In our patient's case, the definitive evidence establishing breast cancer metastasis from the primary esophageal lesion was derived from the final surgical pathology report following the core needle biopsy. The metastatic esophageal adenocarcinoma identified in the peritoneum and breast exhibited positive testing for CK-7 and CDX2. The breast lesion tested negative for mammaglobin, GATA-3, and TRPS1.
Mammaglobin, a protein typically present in mammary gland cells, shows elevated expression in primary breast cancers compared to noncancerous breast cells [7]. Studies by Watson et al. [7] and Wang et al. [8] demonstrated significant positive immunohistochemical staining for mammaglobin in 80% of breast ductal carcinomas and 76% of primary breast cancers with lymph node metastasis, respectively.
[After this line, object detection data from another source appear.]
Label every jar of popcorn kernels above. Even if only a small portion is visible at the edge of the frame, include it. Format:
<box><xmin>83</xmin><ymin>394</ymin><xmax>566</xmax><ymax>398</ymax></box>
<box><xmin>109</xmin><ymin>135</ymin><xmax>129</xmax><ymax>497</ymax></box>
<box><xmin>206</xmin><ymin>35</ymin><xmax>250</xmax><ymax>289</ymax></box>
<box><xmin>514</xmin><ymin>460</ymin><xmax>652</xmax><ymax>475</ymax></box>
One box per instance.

GATA-3 functions as a transcription factor in mammary glands, aiding in their development and preserving the differentiation process of cells within the ducts' lumen [9]. It is frequently employed as an immunohistochemical marker to ascertain the primary origin of a lesion from breast tissue [9]. Cimino-Mathews et al. reported a 67% positivity rate for GATA-3 among tested invasive ductal carcinomas of primary breast origin, which declined to 43% among triple-negative invasive ductal carcinomas of primary breast origin [10].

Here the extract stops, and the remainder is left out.